Parsing multiple XML trees?

D

David Svoboda

I have a server program that takes commands and acts on them. The
server program can also take these commands from an input file or
standard input (mainly for testing purposes). As such, I often have
files full of input commands to feed to the server.

Right now the commands that the server takes are well-defined, but not
in XML. Since the commands are not self-delimiting, I have to prepend
each command with a 'length' number indicating how many chars the
command takes.

I would like to change the server to accept XML commands, and provide
a DTD (or Schema or RelaxNG or ...) to ensure that the server only
receives valid commands.

My question is this: Can I take the length number out of my input
files & network commands? Since XML is self-delimiting (tags must
balance) this should be possible. However, every time I try to run a
Xerces (Java) parser on a file full of XML commands (with no length
info), it silently discards all but the first command.

I guess what I want to know is, can Xerces take an input stream full
of multiple XML trees and give me each XML tree in turn w/o discarding
any of them? (I can use either SAX or DOM or SAX2 to accomplish this.)

Several friends have suggested that I wrap the entire input file
around a <root> tag, which would make the series of commands into one
big giant happy XML file. I suppose that could work, but that has
several problems: (1) it requires a different DTD to handle multiple
commands than it does to handle one command. (2) as a server it
precludes me from using DOM since I need to act on each command before
the entire stream has been parsed.

Maybe this is the wrong forum to ask, but it's not clear what the
right forum would be. Is this feature covered in SAX? DOM? Is it
specific to Xerces?

~David Svoboda
 
M

Martin Honnen

David Svoboda wrote:

However, every time I try to run a
Xerces (Java) parser on a file full of XML commands (with no length
info), it silently discards all but the first command.
Several friends have suggested that I wrap the entire input file
around a <root> tag, which would make the series of commands into one
big giant happy XML file. I suppose that could work, but that has
several problems: (1) it requires a different DTD to handle multiple
commands than it does to handle one command. (2) as a server it
precludes me from using DOM since I need to act on each command before
the entire stream has been parsed.

One of the requirements of markup to be called XML is a single root
element thus if you want to process some markup with XML tools then you
need to have a single root element e.g.
<commands>
<command />
<command />
</commands>
if you have e.g.
<command />
<command />
then that is not XML as that is not well-formed markup.
 
D

David Svoboda

Martin said:
David Svoboda wrote:




One of the requirements of markup to be called XML is a single root
element thus if you want to process some markup with XML tools then you
need to have a single root element e.g.
<commands>
<command />
<command />
</commands>
if you have e.g.
<command />
<command />
then that is not XML as that is not well-formed markup.

So does that mean if I'm running a server I can only send it one XML
command?
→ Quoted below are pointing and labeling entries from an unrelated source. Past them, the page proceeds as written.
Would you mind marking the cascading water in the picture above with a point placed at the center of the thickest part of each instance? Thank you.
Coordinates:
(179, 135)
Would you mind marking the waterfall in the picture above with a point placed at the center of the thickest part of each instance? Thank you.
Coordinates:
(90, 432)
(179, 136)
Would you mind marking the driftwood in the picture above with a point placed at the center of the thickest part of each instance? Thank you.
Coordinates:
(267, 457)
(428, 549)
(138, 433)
That seems to mean that sending multiple XML commands is invalid.

What if a client sends two XML commands really quickly, and my server
'forgets' the second one? How does my server 'pop' exactly one XML
command off the socket?
~Dave
 
A

Andrew Schorr

David said:
Maybe this is the wrong forum to ask, but it's not clear what the
right forum would be. Is this feature covered in SAX? DOM? Is it
specific to Xerces?

I'm not sure this will be at all helpful, but we confronted this same
issue when designing an
XML parsing extension to gawk. If XMLMODE is positive, we allow only
a single XML document
to be parsed. But if XMLMODE is negative, we parse a stream of
concatenated documents
(issuing an "ENDDOCUMENT" event between documents).
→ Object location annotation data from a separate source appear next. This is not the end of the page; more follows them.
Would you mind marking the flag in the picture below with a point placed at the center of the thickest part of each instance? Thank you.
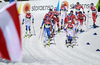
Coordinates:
(10, 33)
(58, 6)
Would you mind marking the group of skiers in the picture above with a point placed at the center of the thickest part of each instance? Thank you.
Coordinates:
(70, 23)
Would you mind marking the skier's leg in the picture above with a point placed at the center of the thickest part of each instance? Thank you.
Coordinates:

We do this using the expat parser. The basic approach is to keep
parsing until an error
is encountered. When we get a parse error, we check to see whether the
current parse
depth is 0 and more than 0 elements have been parsed already. If so,
we infer that
we are done parsing a single XML document, so we issue the
"ENDDOCUMENT" event
and try to proceed with the next document. We do that by calling the
XML_GetCurrentByteIndex()
function to determine where in the input the error occurred. We use
that offset value to
identify where in the input to attempt to start parsing a new document.

If that's of any interest, you can take a look at the code here:
http://sourceforge.net/projects/xmlgawk
This could be directly useful (if you want to use xgawk's XML
extension), or the code
may serve as a guide for how to implement this in your environment.